The FunctionRegistry remains a core part of KubeVox, enabling the dynamic and automatic management of functions. It uses a decorator that simplifies adding new functions and keeps all related metadata together. Here’s how we use it to register a function with its metadata.

Please note: The local LLM will use this function definition, so providing all the information about the function is vital.

@FunctionRegistry.register( 
  description="Retrieve the latest stable version information from the Kubernetes GitHub repository.", 
  response_template="Latest Kubernetes stable version is {latest_stable_version}.", 
) 
async def get_kubernetes_latest_version_information() -> Dict[str, Any]: 
  """Get the latest stable Kubernetes version from GitHub.""" 
  url = "https://raw.githubusercontent.com/kubernetes/kubernetes/master/CHANGELOG/CHANGELOG-1.28.md" 
 
  async with aiohttp.ClientSession() as session: 
      async with session.get(url) as response: 
          content = await response.text() 
 
  # Extract version using regex 
  version_match = re.search(r"# v1\.28\.(\d+)", content) 
  if version_match: 
      latest_version = f"1.28.{version_match.group(1)}" 
  else: 
      latest_version = "Unknown" 
 
  return {"latest_stable_version": latest_stable_version}

FunctionExecutor

The FunctionExecutor class continues to execute the function selected by LLM. It retrieves the function and metadata from the FunctionRegistry. It then constructs a text response based on the result of executing the function using the data from the function decorator.

WhisperTranscriber, ElevenLabsSpeaker, and k8s tools

WhisperTranscriber, ElevenLabsSpeaker, and k8s tools remain the same. See the previous article.

Is it safe to let AI control my Kubernetes cluster?

Let me guess — letting AI near your production cluster probably makes you nervous. I get it. When I first started building KubeVox, that was my biggest worry, too.

But here’s the thing: KubeVox isn’t some wild AI that can run whatever commands it wants. Think of it as an intelligent remote control with a fixed set of buttons. You decide what those buttons do.

Here’s precisely how we keep things locked down

The foundation of KubeVox’s security is still function-based access control. Remember the FunctionRegistry? The registered functions and their metadata (description, response_template) act as our security boundary. KubeVox can only execute functions defined in the registry and nothing else.

If someone says, “Hey KubeVox, delete all my pods!” guess what happens? Absolutely nothing. Why? Because unless you specifically create and register a “delete pods” function, KubeVox can’t do it. Even if it wanted to!

Here’s a glimpse at a basic function definition:

@FunctionRegistry.register( 
    description="Show running pods in a namespace", 
    response_template="Found {count} pods in {namespace}" 
) 
async def list_pods(namespace: str = "default"): 
    # Your code here

Your existing Kubernetes permissions stay in charge

When KubeVox executes one of its allowed functions, it’s using the same Kubernetes credentials you’ve already set up with kubectl.
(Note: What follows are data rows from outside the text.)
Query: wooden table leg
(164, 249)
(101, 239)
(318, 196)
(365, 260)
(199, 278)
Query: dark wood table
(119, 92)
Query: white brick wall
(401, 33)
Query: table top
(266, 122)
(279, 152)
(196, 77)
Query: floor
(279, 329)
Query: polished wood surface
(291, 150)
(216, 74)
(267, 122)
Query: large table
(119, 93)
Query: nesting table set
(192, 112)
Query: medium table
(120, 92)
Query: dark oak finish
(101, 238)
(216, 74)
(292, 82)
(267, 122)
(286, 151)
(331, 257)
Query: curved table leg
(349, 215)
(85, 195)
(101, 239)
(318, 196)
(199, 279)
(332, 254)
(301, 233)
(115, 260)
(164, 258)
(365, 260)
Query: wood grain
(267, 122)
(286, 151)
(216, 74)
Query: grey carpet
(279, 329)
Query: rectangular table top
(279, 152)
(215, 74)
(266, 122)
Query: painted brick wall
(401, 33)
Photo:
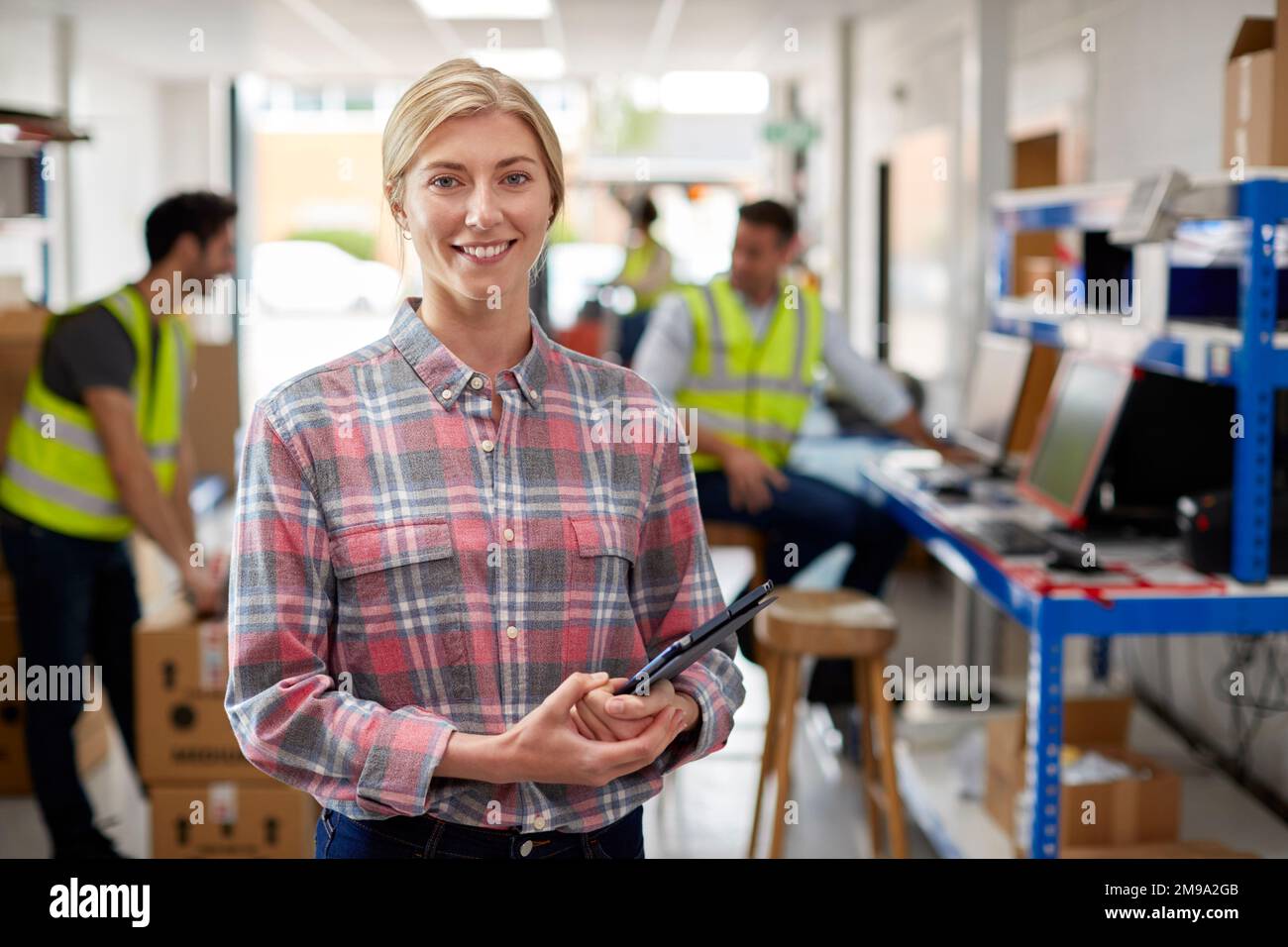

All the standard Kubernetes RBAC (Role-Based Access Control) rules still apply. KubeVox doesn’t bypass any of the permissions you’ve configured.

If you can’t do something with your current Kubernetes permissions, neither can KubeVox.

Running the AI locally: more control, less risk

Let’s address the elephant in the room: running a local LLM. Here’s what you need to know:

No External LLM API Keys: By running Llama 3.2 locally, you eliminate the risk of exposing sensitive API keys to external services.
Limited Scope: The LLM only processes voice commands and identifies functions from the FunctionRegistry. It doesn’t have general access to your system.
Data Stays Local: No chat logs or data are sent to external services.

Want to make it even more secure?

Here are three things you can do right now:

Review your functions: Open up k8s_tools.py and look at each registered function. They're your "allowed actions" list.
Check your RBAC: Run kubectl auth can-i --list to see precisely what permissions KubeVox will have
Start small: Begin with read-only functions like listing pods and deployments. Add write operations only when you’re comfortable.

The bottom line? KubeVox is as secure as the functions you give it—no more, no less. You’re not giving AI the keys to your kingdom — you’re just building a really smart assistant that can only press the buttons you’ve approved.

Let’s talk money: the actual cost of running your Kubernetes voice assistant

You know that sinking feeling when you check your cloud bill? Yeah, I’ve been there. But here’s some good news — running KubeVox today costs almost nothing. Let me show you what has changed and how much you’ll spend.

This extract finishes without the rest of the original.